Does this make any sense? How is this usually done?
To talk about gradients, you need an inner product. You are using the Frobenius inner product on $\mathbb R^{n\times m}$. You need to first consider what inner product you are using on $\mathbb R^{n\times n}\times \mathbb R^{d\times n}$. A reasonable choice here is $\langle (X_1,Y_1) , (X_2,Y_2)\rangle =\langle X_1, X_2 \rangle + \langle Y_1, Y_2 \rangle$ (sum of the Frobenius inner products).
However, this seems like notational overkill here.

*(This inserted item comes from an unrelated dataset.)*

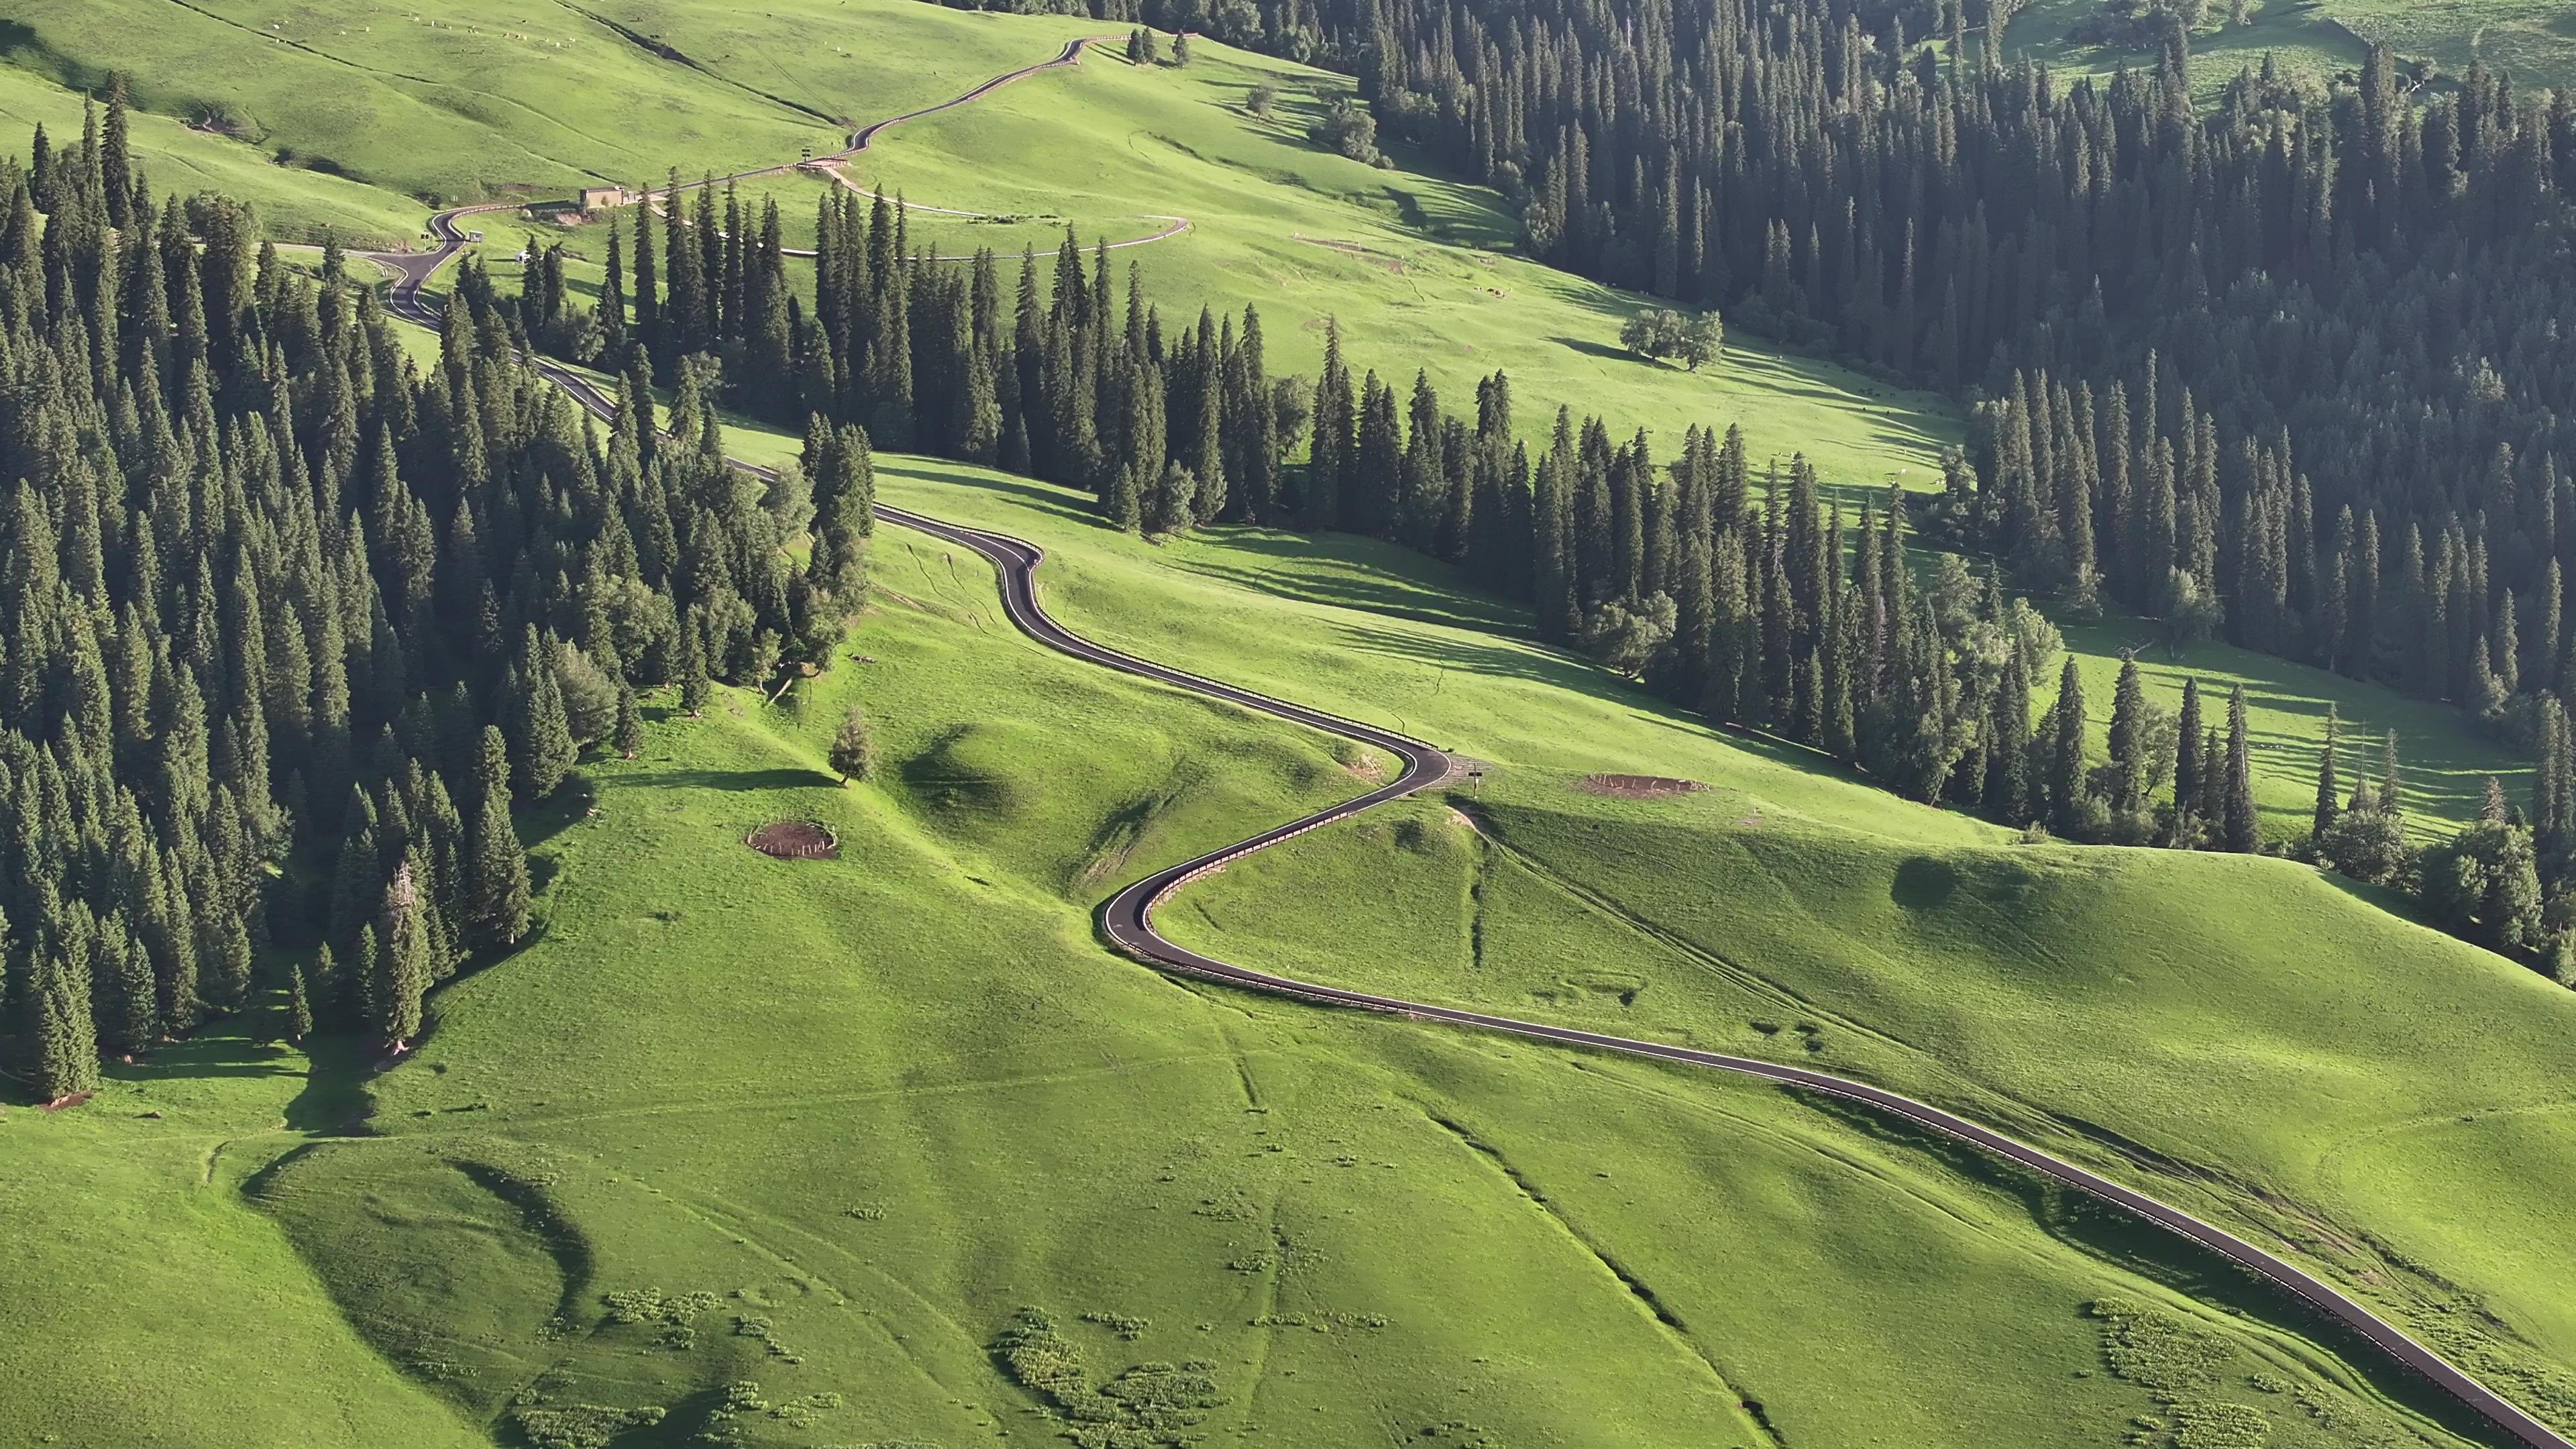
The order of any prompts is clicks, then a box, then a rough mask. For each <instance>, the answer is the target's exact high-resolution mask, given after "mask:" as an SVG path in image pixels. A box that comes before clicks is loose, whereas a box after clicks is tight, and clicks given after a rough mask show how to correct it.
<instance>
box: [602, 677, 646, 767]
mask: <svg viewBox="0 0 2576 1449" xmlns="http://www.w3.org/2000/svg"><path fill="white" fill-rule="evenodd" d="M608 743H611V745H616V750H618V758H621V761H631V758H636V753H639V750H641V748H644V709H639V706H636V686H631V683H618V727H616V735H613V737H611V740H608Z"/></svg>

If you are just trying to find the derivatives with respect to $X,Y$ separately you do not need to go this route. Since we can write $f(X,Y) = f_1(X) + f_2(Y)$, it is easier to take the gradients of $X,Y$ separately.

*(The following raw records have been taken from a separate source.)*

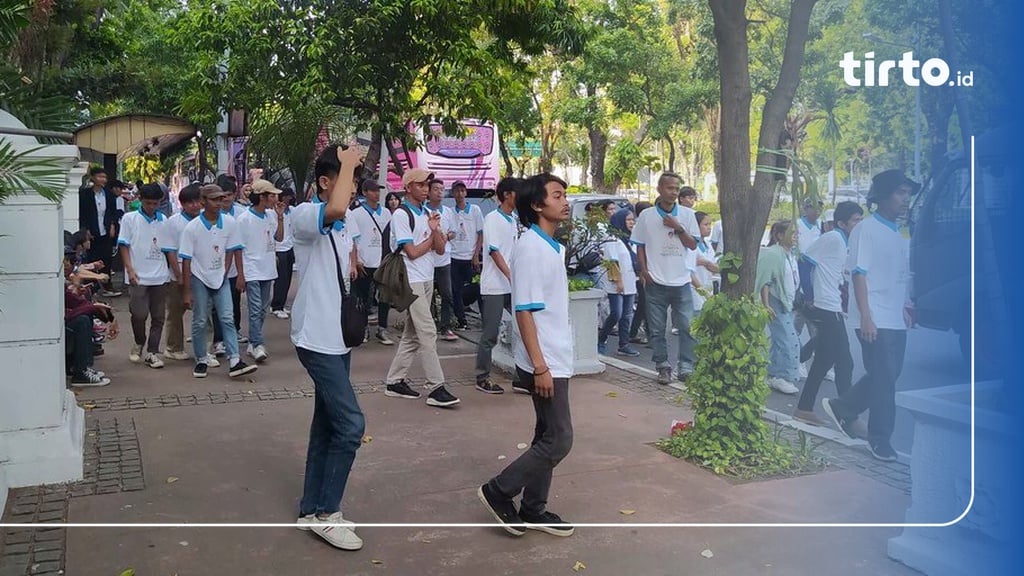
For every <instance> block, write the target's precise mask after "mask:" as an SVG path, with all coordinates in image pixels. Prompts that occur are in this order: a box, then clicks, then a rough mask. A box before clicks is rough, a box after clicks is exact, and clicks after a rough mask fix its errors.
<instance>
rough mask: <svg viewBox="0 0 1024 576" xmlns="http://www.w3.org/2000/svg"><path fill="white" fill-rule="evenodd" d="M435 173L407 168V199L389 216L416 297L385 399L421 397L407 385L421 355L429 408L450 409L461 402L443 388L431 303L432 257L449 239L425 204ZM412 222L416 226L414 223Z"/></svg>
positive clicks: (398, 351) (411, 286)
mask: <svg viewBox="0 0 1024 576" xmlns="http://www.w3.org/2000/svg"><path fill="white" fill-rule="evenodd" d="M433 176H434V175H433V174H432V173H430V172H428V171H426V170H424V169H423V168H412V169H410V170H407V171H406V173H404V174H403V175H402V177H401V183H402V186H404V187H406V200H404V201H402V203H401V206H400V207H399V208H398V209H397V210H395V212H394V214H392V215H391V236H392V239H393V240H394V246H395V249H396V250H400V251H401V256H402V258H403V259H404V260H406V271H407V273H408V275H409V286H410V288H412V290H413V293H414V294H416V296H417V298H416V299H415V300H413V303H412V304H411V305H410V306H409V317H408V318H407V319H406V328H404V329H403V330H402V332H401V340H399V341H398V349H397V351H395V355H394V360H392V361H391V368H390V369H389V370H388V373H387V380H386V381H385V382H386V386H387V387H386V389H385V390H384V395H385V396H389V397H391V398H407V399H416V398H420V393H418V392H416V390H414V389H413V388H412V387H411V386H410V385H409V383H408V382H407V381H406V377H407V376H408V375H409V369H410V368H411V367H412V365H413V360H414V359H416V357H417V356H419V357H420V360H421V362H422V363H423V371H424V373H425V374H426V378H427V388H428V389H429V390H430V394H429V395H427V404H428V405H429V406H438V407H441V408H451V407H453V406H455V405H457V404H459V399H458V398H456V397H455V396H453V395H452V393H450V392H449V390H447V388H446V387H445V386H444V372H443V371H441V363H440V360H439V359H438V358H437V329H436V328H435V327H434V319H433V317H432V316H431V315H430V299H431V296H432V295H433V293H434V258H435V257H437V256H440V255H441V254H443V253H444V245H445V244H446V243H447V238H446V237H445V235H444V233H443V232H442V231H441V215H440V214H438V213H436V212H435V213H431V212H430V211H428V210H427V209H426V207H425V206H424V204H425V202H426V200H427V191H428V190H429V188H428V184H427V182H428V181H430V179H432V178H433ZM411 224H412V225H411Z"/></svg>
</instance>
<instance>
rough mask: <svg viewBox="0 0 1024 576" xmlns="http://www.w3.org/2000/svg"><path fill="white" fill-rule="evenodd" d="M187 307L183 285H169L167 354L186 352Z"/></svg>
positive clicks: (174, 282) (175, 281)
mask: <svg viewBox="0 0 1024 576" xmlns="http://www.w3.org/2000/svg"><path fill="white" fill-rule="evenodd" d="M184 316H185V306H184V303H183V302H182V301H181V285H180V284H178V283H177V282H176V281H171V283H170V284H168V285H167V322H166V323H165V328H166V329H167V352H184V349H185V336H184Z"/></svg>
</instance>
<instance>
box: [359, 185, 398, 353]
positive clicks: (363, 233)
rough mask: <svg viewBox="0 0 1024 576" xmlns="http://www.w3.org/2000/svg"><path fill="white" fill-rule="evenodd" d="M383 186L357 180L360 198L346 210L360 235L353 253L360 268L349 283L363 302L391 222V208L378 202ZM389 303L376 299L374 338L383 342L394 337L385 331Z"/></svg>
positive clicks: (368, 292)
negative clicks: (357, 180)
mask: <svg viewBox="0 0 1024 576" xmlns="http://www.w3.org/2000/svg"><path fill="white" fill-rule="evenodd" d="M383 188H384V187H383V186H381V184H379V183H377V180H374V179H370V178H367V179H365V180H362V181H361V182H360V183H359V192H360V193H361V194H362V200H361V201H360V202H359V204H358V206H356V207H355V209H354V210H352V211H351V212H349V217H350V218H351V219H352V220H353V221H355V222H356V225H357V227H358V228H359V232H360V234H359V238H358V239H356V241H355V244H356V253H357V254H358V258H359V263H361V264H362V271H361V273H360V274H359V276H358V278H356V279H355V282H354V284H353V285H352V290H353V291H354V292H355V294H356V297H358V298H360V299H361V300H362V301H365V302H370V301H372V300H373V292H374V289H375V286H376V284H375V282H374V274H376V273H377V269H378V268H380V265H381V260H382V259H383V258H384V254H386V253H387V252H390V249H388V250H387V251H385V247H384V242H385V240H386V238H387V232H385V231H387V230H388V228H387V227H388V225H390V223H391V211H390V210H386V209H385V208H384V207H383V206H382V205H381V189H383ZM390 310H391V306H389V305H388V303H387V302H384V301H381V300H378V301H377V333H376V336H377V341H379V342H380V343H382V344H384V345H388V346H390V345H393V344H394V340H392V339H391V335H390V334H389V333H388V331H387V321H388V313H389V312H390Z"/></svg>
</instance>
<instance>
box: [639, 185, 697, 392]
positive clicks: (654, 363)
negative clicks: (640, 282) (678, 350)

Let $f_1(X) =\langle W, X\rangle$, $f_2(Y) = \langle W, Y^T Y\rangle$,
Since $f_1$ is linear, the gradient with respect to $X$ is just $W$.
For $f_2$, we can expand explicitly to get $f_2(Y+H)= \langle W, (Y^T +H^T) (Y+H)\rangle$ and we can write this as $f_2(Y+H)-f_2(Y) = L(H) + \langle W, H^T H\rangle$ where $L$ is the linear term from which we will extract the gradient.

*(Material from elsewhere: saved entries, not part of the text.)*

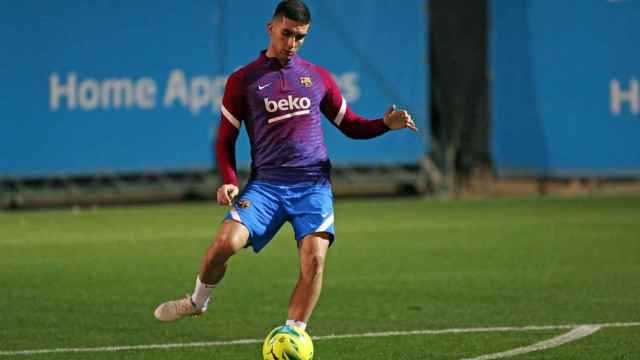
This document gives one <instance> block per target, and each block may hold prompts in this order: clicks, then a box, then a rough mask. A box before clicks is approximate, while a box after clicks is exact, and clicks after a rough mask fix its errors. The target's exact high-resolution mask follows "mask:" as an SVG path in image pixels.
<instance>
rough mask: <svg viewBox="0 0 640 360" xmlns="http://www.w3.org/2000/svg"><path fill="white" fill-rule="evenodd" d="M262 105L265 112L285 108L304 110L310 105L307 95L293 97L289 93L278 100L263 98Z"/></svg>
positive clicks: (281, 110) (282, 108)
mask: <svg viewBox="0 0 640 360" xmlns="http://www.w3.org/2000/svg"><path fill="white" fill-rule="evenodd" d="M264 107H265V109H267V112H276V111H278V110H280V111H287V110H306V109H308V108H310V107H311V100H309V98H308V97H301V98H299V97H293V96H291V95H289V96H288V97H287V98H286V99H280V100H278V101H275V100H269V98H264Z"/></svg>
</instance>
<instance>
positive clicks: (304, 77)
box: [300, 76, 313, 87]
mask: <svg viewBox="0 0 640 360" xmlns="http://www.w3.org/2000/svg"><path fill="white" fill-rule="evenodd" d="M300 84H302V85H304V86H306V87H311V85H313V82H312V81H311V78H310V77H309V76H303V77H301V78H300Z"/></svg>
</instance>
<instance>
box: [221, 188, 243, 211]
mask: <svg viewBox="0 0 640 360" xmlns="http://www.w3.org/2000/svg"><path fill="white" fill-rule="evenodd" d="M238 193H240V190H239V189H238V187H237V186H235V185H233V184H223V185H221V186H220V187H219V188H218V192H217V199H218V204H220V205H227V206H230V205H232V204H233V201H234V200H235V198H236V196H238Z"/></svg>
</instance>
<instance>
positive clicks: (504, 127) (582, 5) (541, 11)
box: [490, 0, 640, 177]
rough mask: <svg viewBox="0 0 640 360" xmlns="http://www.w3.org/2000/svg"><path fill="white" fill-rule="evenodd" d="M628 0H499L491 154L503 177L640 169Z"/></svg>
mask: <svg viewBox="0 0 640 360" xmlns="http://www.w3.org/2000/svg"><path fill="white" fill-rule="evenodd" d="M639 18H640V2H638V1H631V0H609V1H606V0H585V1H579V2H576V1H569V0H561V1H557V0H553V1H552V0H520V1H512V0H493V1H492V4H491V26H492V29H491V34H490V42H491V61H490V62H491V74H492V82H493V83H492V89H491V90H492V99H493V104H492V116H493V129H492V132H493V156H494V161H495V164H496V168H497V170H498V174H499V175H502V176H511V175H533V176H559V177H564V176H607V177H622V176H638V175H640V141H639V139H640V87H639V84H640V83H639V79H640V46H638V44H639V42H638V39H639V37H638V35H637V31H635V30H634V29H635V28H636V26H637V20H638V19H639Z"/></svg>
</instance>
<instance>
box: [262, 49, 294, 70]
mask: <svg viewBox="0 0 640 360" xmlns="http://www.w3.org/2000/svg"><path fill="white" fill-rule="evenodd" d="M265 55H266V56H267V57H268V58H270V59H276V60H278V62H279V63H280V65H282V66H286V65H287V64H288V63H289V59H286V58H285V59H281V58H279V57H278V56H276V54H274V52H273V51H272V50H271V49H267V53H266V54H265Z"/></svg>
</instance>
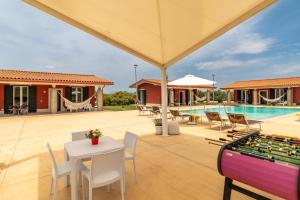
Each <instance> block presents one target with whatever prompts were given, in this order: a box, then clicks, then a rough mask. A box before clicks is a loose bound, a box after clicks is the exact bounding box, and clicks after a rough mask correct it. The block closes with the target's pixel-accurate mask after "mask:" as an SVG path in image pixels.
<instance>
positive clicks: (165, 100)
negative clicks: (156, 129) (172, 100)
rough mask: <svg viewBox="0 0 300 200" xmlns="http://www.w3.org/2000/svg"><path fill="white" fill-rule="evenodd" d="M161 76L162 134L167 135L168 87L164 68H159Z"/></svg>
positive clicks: (167, 123)
mask: <svg viewBox="0 0 300 200" xmlns="http://www.w3.org/2000/svg"><path fill="white" fill-rule="evenodd" d="M160 76H161V108H162V116H161V118H162V129H163V130H162V135H163V136H168V116H167V106H168V93H167V92H168V89H167V72H166V68H164V67H161V68H160Z"/></svg>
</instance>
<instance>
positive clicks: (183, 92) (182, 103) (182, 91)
mask: <svg viewBox="0 0 300 200" xmlns="http://www.w3.org/2000/svg"><path fill="white" fill-rule="evenodd" d="M181 94H182V95H181ZM184 95H185V92H184V91H183V90H179V91H178V102H179V105H180V106H183V103H185V102H183V99H185V98H183V97H184ZM180 97H182V98H181V99H180ZM181 100H182V101H181Z"/></svg>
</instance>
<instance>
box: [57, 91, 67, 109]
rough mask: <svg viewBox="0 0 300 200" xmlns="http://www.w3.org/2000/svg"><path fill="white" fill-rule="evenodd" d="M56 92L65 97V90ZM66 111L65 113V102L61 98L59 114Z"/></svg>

Some easy identities for the Frobenius inner product are $\langle A, B\rangle = \langle B, A\rangle = \langle A^T, B^T\rangle$, $\langle A, BC\rangle =\langle B^TA, C\rangle$.
Using these we get $L(Y) = -\langle W, Y^TH +H^TY \rangle = \langle -Y(W+W^T), H \rangle$ and so we see that the gradient with respect to $Y$ is $-Y(W+W^T)$.
In particular, the only way the gradient with respect to $X$ can be zero is if $W=0$.